If you are just looking for general storage for your Windows servers, the filer impersonates a Windows file server extremely well. AD integration, including authentication, auditing, even management via MMC.
A quick rundown, not in depth by far.
You create aggregates(but being used, your's may be done), these are the storage pools just like if you were using raid in your server.

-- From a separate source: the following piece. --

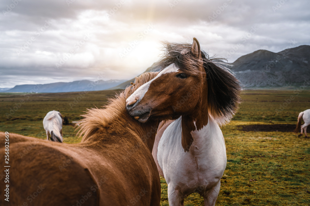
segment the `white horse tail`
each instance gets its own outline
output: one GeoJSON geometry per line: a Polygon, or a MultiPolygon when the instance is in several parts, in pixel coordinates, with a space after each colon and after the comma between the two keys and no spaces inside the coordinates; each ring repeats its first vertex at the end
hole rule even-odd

The biggest exception is NetApp is very good at using multiple raid groups for one storage pool.
Once the filer is up and running, join it to AD with cifs setup(this is simple but involved, I think there are some good posts in the forums here if I remember right)
From there you create volumes, essentially your partitions on a Windows server, but you don't want to store anything here.
vol create 'volume name' 'aggregate name' 'size'
vol create citrix aggr0 1000g
From there you create qtrees, this is essentially a partition within a partition.
vol create /vol/citrix/server1
vol create /vol/citrix/server2
At either the volume or the qtree you tell the file system it will be NTFS
qtree security /vol/citrix ntfs
or
qtree security /vol/citrix/server1
qtree security /vol/citrix/server2
Open the MMC, connect to another server
enter your filer name
Voila! you see what servers believe is a Windows server and can now setup shares to each of the qtrees you created through the GUI or command line.
Now this is very simplistic, but it gives you a good idea of the flow. Once you get familiar you can create new vols, qtrees, and shares in seconds..NetApp is really good at simplicity.